Куне почему-то стало обидно за бойцов. Она тоже заметила выставленных Наилием охранников, но до последнего надеялась, что замученные работой жительницы квартала выводов не сделают. Напрасно. Тяжело прятаться там, где все друг у друга на виду. Любое новое лицо пристально изучается, запоминается и мысленно ставится на учет. Жаль, что в армии совсем нет женщин, на них бы точно никто не обратил внимания. Догадался же кто-то прислать в квартал разбитых сердец таких красавцев.
— Да, про них, — смутилась Куна, — ты, наверное, уже и остальное поняла.
— А как же. Генеральский паек, генеральский водитель, — лукаво улыбнулась Регина, а потом тоже смутилась, — не сразу, конечно, догадалась, меня одежда убедила. Не каждый офицер вот так своей женщине полмагазина за раз привезет. Дело не в деньгах, а в широте жеста. Генеральский размах.
— Умеет Его Превосходство поражать воображение. В особняк забирает, а я что-то даже не знаю.
— Главное, что забирает, — ободряюще погладила по плечу Регина, — как же я за тебя рада!
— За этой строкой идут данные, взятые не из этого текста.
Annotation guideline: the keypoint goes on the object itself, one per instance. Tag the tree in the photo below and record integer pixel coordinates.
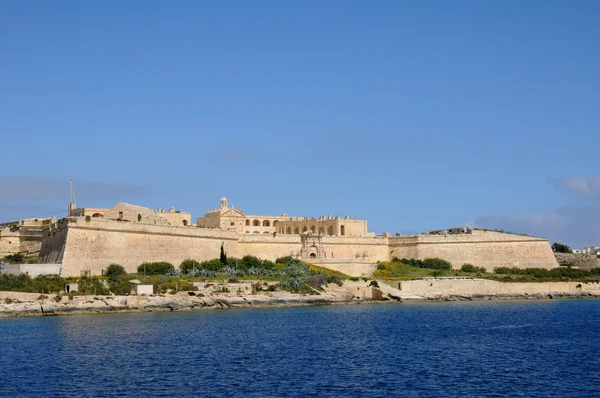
(114, 271)
(223, 256)
(560, 248)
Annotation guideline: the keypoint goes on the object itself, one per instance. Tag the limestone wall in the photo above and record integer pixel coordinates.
(269, 247)
(580, 260)
(349, 267)
(32, 269)
(482, 249)
(448, 286)
(93, 245)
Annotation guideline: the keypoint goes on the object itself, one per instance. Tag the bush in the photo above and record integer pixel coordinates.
(156, 268)
(212, 265)
(468, 268)
(16, 258)
(436, 263)
(114, 271)
(317, 280)
(595, 271)
(430, 263)
(188, 265)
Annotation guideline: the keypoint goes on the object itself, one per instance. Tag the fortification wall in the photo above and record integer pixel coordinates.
(441, 286)
(95, 244)
(349, 247)
(91, 245)
(482, 249)
(269, 247)
(580, 260)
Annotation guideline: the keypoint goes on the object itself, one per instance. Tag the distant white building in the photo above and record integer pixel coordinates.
(592, 250)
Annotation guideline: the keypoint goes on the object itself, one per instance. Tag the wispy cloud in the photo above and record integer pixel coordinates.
(576, 227)
(40, 188)
(579, 185)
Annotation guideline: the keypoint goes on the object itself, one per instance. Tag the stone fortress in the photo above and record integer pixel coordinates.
(90, 239)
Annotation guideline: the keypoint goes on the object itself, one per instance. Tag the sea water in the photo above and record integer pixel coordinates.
(542, 348)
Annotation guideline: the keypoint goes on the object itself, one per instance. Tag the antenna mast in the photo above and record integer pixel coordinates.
(72, 204)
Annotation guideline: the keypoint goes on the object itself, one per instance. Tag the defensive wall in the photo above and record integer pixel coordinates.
(90, 244)
(463, 286)
(480, 248)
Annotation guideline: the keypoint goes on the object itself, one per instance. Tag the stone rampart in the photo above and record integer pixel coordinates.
(449, 286)
(579, 260)
(487, 249)
(91, 244)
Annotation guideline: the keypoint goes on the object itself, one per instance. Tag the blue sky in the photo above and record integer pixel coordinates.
(414, 115)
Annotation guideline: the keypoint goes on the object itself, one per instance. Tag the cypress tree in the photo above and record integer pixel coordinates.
(223, 256)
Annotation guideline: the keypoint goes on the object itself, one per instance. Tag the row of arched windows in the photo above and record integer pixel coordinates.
(257, 223)
(321, 231)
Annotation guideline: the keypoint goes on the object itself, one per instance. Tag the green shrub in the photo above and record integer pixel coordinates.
(430, 263)
(16, 258)
(467, 268)
(317, 280)
(595, 271)
(156, 268)
(212, 265)
(114, 271)
(187, 265)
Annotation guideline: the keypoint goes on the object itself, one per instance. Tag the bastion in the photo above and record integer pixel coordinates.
(89, 240)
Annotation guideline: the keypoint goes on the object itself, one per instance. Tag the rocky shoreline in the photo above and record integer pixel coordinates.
(184, 301)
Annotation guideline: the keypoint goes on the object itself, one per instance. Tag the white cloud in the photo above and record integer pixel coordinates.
(576, 227)
(579, 185)
(42, 188)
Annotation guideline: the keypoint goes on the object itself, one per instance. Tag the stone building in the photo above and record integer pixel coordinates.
(232, 219)
(23, 236)
(133, 213)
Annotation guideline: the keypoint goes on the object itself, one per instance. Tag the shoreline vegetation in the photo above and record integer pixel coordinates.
(252, 282)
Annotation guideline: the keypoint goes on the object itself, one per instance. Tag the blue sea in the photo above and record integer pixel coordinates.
(542, 348)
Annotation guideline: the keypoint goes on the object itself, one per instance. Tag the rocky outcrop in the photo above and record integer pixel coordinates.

Выше нос, пятьдесят третья! С любимым мужчиной хоть в особняк, хоть в клетку.
Со двора раздался шорох колес по снежному насту. Оглушительно громкий в предрассветной тишине.
— Но в особняке все же лучше, — радостно кивнула Регина и взяла один из чемоданов, — Нурий приехал, пойдем грузиться.
Военный внедорожник припарковался у барака, фарами освещая двери. Далеко унести чемодан Регине не дал водитель, ловко подхватив его на пороге и с маленького пульта открыв багажник.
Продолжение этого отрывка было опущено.